[Column] Japan takes a small step forward in history
The author is a Tokyo correspondent for the JoongAng Ilbo.
A subtle change was noticed in Japan as voices for improvement in South Korea-Japan ties gain ground. After staying mum on its history of aggression, the Japanese government has allowed schools to address the issue of returning Korean cultural assets.
Amid endless controversy over the restitution of Korea’s cultural properties and artifacts taken during the colonial rule, a few high schools in Japan have begun to touch upon the sensitive issue since last year. A related issue was also included in the entrance exam for Kyushu University last year.
In its sourcebook for high school history classes, Tokyo Horei Publishing, a provider of school textbooks and handbooks, included a section on the return of cultural properties for the second straight year. The publishing house is the first Japanese publisher to deal with the stolen treasures. The sourcebook is reference material for high school students. A high school in Kanagawa Prefecture actually used the guidebook as teaching material last year. The publisher based in Tokyo and Nagano is a midsized publisher founded in 1948 after Japan was defeated in World War II.
The section on the theme starts with the question where cultural assets should be? Mentioning the ongoing multiple restitution claims over the world’s best-known museums, including the British Museum and Louvre Museum, the section explains examples of colonial rule and legacy. The section introduces the Convention on the Means of Prohibiting and Preventing the Illicit Import, Export, and Transfer of Ownership of Cultural Property, which was adopted in 1970 by the Unesco.
The 1970 Unesco Convention mandates “appropriate steps to recover and return” of any “stolen cultural property that has been inventoried by a museum or cultural or religious institution in another state party.” (South Korea ratified the convention in 1983.) The reference book in Japan explained about France’s return of cultural artifacts in 2021 to its former colonies in West Africa. The book also introduced Japan’s pledge to return ancient documents to Korea in 2010 to imply the global trend of the restitution of cultural assets taken from another country.

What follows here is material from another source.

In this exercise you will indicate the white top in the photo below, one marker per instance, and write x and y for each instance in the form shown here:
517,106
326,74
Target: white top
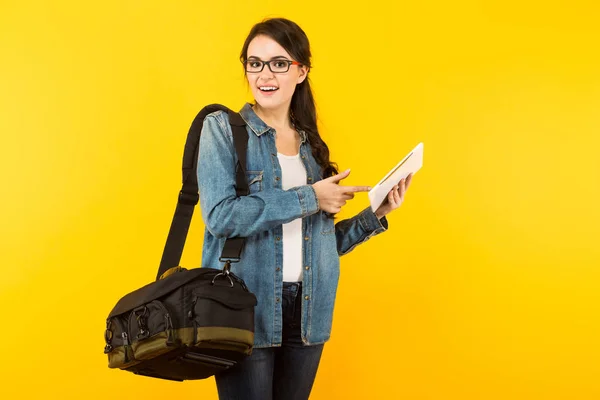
293,174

After an agreement during a summit between President Lee Myung-bak and Japanese Prime Minister Naoto Kan in 2010, nearly 1,200 ancient documents of Korea, including 150 copies of Uigwe — Joseon Dynasty royal texts — came home the following year, 90 years after the colonial government took them in 1922. The Overseas Korea Cultural Heritage Foundation estimates that 229,655 Korean artifacts and cultural assets are in foreign countries. Among them, 95,622 or 41 percent, are held at Tokyo National Museum and other Japanese institutions as of January.
In another development, a related topic came up in an entrance exam at Kyushu University last year. It asked applicants to write their opinion on how to address the issue after explaining various types of stolen artifacts at display in major institutions, including the British Museum and the Metropolitan Museum of Art in New York.
A gilt-bronze hat from the Shilla Dynasty, a part of the Ogura collection on display at the Korean Gallery of the Tokyo National Museum. [KIM HYUN-YE]
Akira Igarashi, a Japanese historian who wrote a book on the issue of restitution, said that Japan took an important step of joining the global trend of returning cultural properties to the countries of their origin. “The fact that the issue came up in college entrance exams means students must know the theme, which is a positive direction,” he said.
He spoke on the Ogura collection at the Korean Gallery of the Tokyo National Museum in Ueno Park. Half of what is at display in the museum came from Takenosuke Ogura, a Japanese businessman who had built huge wealth with his business in Daegu during the colonial period. After his death in the early 1980s, his family donated nearly 1,100 cultural properties taken from Korea. They include a golden hat from the Gaya confederacy (42-532), a gilt-bronze hat from the Unified Silla Period (676-935) and the daily hat of King Gojong (1852-1919). Some of them are listed as Japan’s national treasures. Seoul asked for the return of the Ogura collection at the time of the basic treaty in 1965, but Tokyo refused, citing them to be an individual property.
Igarashi maintained that the national museum in Tokyo must clarify how Korea’s cultural assets arrived here and if the Japanese government cannot clarify their origin as they were taken illegally, Japanese people must know that.
He pointed to a memo Ogura left. Ogura kept records on his collection list. Ogura explained that a wooden tea table was taken from the Gyeongbok Palace after Japanese assassins killed Queen Min. “Since there is a record showing they are stolen properties, they should not be displayed at a national museum and must be returned to their original country,” he said. “If the cultural properties really could not be returned as they belonged to individuals in the 1960s, they can be returned now as they are property of a national institution.”